Ким, румянощекий юноша, только что окончивший десятилетку, посланный сюда председателем колхоза «Дружба» Усовым, чтобы «познать секрет искусства Егора Васильевича», сказал:
— А ведь, пожалуй, Егор Васильевич, не сдержишь слово?
Егор Пряхин держал слово — круглый год пасти овец на Черных землях. Не дожидаясь осени, вскоре же после отъезда Акима Морева, угнал отару вот сюда, в глухое местечко, носящее громкое название Ур-Му-Сала. Угнал, а теперь, пожалуй, впору и на попятную: все горит, и как бы снова не полегли овечки, как полегли они в марте.
— Тогда лед задушил, теперь вот эта свирепость может убить, — с болью на сердце гудит он, не отвечая Киму. — Шут те что… Ур-Му-Сала. Название кричит, а пусто, и будто на костре сидим: собаки, и те задыхаются.
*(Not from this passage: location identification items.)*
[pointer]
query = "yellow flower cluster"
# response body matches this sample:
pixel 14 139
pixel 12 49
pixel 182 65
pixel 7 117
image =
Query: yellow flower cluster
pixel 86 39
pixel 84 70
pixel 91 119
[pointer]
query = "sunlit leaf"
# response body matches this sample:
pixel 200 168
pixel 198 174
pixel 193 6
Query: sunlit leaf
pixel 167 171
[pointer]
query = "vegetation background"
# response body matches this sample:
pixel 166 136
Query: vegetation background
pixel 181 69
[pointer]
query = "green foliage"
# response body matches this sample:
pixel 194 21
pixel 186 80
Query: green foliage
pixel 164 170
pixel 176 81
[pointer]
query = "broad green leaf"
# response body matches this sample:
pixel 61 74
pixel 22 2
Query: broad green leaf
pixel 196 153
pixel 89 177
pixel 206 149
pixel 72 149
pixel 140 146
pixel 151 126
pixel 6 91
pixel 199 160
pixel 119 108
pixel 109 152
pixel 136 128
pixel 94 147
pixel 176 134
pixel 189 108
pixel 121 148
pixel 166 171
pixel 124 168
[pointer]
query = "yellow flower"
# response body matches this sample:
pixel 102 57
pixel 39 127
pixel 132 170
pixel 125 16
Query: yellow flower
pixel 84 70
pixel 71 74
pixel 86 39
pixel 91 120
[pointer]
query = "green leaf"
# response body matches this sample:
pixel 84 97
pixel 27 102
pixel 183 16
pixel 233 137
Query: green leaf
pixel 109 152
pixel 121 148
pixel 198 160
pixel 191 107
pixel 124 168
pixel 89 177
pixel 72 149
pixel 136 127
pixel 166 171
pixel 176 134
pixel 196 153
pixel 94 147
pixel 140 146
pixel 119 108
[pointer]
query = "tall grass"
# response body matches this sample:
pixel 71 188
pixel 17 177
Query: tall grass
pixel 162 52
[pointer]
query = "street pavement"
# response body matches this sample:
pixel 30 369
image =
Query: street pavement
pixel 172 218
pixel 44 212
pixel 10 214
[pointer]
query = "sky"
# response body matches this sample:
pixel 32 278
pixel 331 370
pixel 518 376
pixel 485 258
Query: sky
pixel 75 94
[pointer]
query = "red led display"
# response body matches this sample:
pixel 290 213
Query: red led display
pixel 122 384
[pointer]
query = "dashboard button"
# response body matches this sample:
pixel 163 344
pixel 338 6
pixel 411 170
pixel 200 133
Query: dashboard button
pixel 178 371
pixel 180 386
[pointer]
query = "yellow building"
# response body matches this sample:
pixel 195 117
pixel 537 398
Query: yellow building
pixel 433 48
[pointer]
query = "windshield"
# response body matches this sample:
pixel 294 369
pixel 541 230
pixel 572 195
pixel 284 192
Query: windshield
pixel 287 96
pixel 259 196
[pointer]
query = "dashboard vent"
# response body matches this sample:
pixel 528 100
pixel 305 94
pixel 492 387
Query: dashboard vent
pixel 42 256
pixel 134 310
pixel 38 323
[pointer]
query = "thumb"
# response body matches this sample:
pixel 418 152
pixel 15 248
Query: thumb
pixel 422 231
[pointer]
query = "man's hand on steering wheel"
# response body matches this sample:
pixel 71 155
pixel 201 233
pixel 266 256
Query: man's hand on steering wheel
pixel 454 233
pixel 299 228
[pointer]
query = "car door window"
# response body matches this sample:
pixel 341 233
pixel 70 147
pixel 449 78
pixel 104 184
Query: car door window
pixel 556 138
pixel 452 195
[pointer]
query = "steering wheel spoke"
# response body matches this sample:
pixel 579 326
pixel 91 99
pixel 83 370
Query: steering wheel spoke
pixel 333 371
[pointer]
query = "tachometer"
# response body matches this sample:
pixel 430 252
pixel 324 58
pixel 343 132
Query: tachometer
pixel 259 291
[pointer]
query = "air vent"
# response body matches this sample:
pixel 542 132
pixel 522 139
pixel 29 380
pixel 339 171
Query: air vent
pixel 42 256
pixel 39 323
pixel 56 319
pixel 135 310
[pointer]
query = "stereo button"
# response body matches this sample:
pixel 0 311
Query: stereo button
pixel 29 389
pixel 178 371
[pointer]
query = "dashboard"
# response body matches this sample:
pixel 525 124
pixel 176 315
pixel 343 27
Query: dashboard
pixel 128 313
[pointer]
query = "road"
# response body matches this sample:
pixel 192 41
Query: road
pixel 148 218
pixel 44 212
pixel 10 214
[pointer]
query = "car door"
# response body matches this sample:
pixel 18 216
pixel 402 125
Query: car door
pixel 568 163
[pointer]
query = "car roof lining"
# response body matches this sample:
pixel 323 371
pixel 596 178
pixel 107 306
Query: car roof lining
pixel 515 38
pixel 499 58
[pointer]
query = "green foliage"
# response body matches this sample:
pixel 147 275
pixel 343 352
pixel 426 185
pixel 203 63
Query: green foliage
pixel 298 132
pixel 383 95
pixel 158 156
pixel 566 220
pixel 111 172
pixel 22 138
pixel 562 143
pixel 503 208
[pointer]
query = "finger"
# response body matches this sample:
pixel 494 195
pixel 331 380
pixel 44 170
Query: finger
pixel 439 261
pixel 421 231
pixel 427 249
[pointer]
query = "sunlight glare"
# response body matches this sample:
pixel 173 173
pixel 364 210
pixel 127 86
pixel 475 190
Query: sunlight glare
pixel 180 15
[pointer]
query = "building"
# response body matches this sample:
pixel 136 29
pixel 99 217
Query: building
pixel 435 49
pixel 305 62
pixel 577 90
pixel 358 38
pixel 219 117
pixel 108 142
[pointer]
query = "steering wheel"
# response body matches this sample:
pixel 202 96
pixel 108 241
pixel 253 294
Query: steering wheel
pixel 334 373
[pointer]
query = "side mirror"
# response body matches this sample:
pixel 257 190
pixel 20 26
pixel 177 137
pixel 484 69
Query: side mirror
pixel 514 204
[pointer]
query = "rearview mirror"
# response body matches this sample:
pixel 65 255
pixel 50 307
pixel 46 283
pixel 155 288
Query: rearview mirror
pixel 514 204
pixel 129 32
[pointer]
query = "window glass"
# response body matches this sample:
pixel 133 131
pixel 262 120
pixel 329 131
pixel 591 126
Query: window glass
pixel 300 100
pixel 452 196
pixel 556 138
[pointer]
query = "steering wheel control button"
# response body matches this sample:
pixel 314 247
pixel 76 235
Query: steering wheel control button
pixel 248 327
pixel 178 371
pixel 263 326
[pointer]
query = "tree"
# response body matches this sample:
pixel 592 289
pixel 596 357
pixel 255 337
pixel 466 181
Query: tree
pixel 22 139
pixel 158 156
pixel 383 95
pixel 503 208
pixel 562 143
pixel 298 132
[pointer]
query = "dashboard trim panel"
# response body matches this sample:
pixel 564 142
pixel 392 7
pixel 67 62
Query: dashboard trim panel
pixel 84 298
Егор Пряхин грустил еще и потому, что ему предстояло обновить овец. Сложная эта наука. Вот за этим напряженно и следил Ким. Он знал, несколько лет тому назад Егор Васильевич вырастил баранов, гордость всех степей: они плодили овечек, у которых шерсть росла на животе, на ногах… и никому не открыл тогда секрета, на расспросы мялся, отвечал односложно и туманно. А теперь сам почесывает затылок: его знаменитые бараны полегли под броней льда вместе с овцами.
— Откройся я тогда, у всех друзей чабанов ходили бы бараны моей породы. А ныне что? Дали таких, которые обязательно народят голопузых овечек. Дурак, стало быть, ты, Егор. Хитрюга, стало быть, ты, Егор. Такой уж хитрюга: сам под собой яму выкопал… — так рассуждает теперь Егор и долго смотрит в сторону, где живет его друг Ибрагим Явлейкин. А когда Ким ушел в кошару, Егор проговорил: — У Ибрагима есть бараны. Не даст, шайтан.